I will defend that white girl. Yeah RFH is right, but that doesn't matter.
You guys realize that "stupid" people will have to agree with us right? It is a good thing. Yeah, they aren't eloquent, and they are the equivalent of a toddler saying "fuck", but they are OUR people. We want them, and we need them. Is it cringe that that e-girl gets tons of followers? Yes. But it still represents one more small instance of our messaging spreading.
We want basic white moms to not care if a bunch of yappy browns call them racist. We have all seen that old 4chan post. Her thoughts passed through the "is this socially acceptable for me to say" filter and were deemed good. Her friends (a bunch of other white moms or soon to be moms) will defend her and congratulate her for the new fame.
Counter signal this woman if you love losing, but for everyone else NETTR.
I don't know who won the sundress wars because I'm not gonna read a 5,000 word Zero HP dissertation on it. I will say though, that sundresses are good. Generally.
If that's the conclusion everyone finally came to then, welcome to the right side of history.
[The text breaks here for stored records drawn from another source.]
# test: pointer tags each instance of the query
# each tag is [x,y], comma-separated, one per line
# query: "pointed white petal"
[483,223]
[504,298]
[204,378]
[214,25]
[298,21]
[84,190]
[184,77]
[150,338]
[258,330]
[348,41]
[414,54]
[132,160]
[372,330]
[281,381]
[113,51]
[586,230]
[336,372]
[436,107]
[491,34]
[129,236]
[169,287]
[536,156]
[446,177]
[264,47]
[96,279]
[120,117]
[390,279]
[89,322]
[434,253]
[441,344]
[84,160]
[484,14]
For Teddy Roosevelt, I think he's one of the best figures of American History.
He gets a lot of hate from the right for the establishment of national parks, though.
(And also for being a bit of a larping cowboy).
I think there's validity to the criticisms. But also believe that the preservation of nature and our natural resources is important.
Most people on the right seem to recognize this on a fundamental level - the pictures of women in sundresses are running through grassy fields, not dystopian techno hellscapes - but I'll leave it to smarter people than me to flesh out that argument without sounding like Greta Thunberg.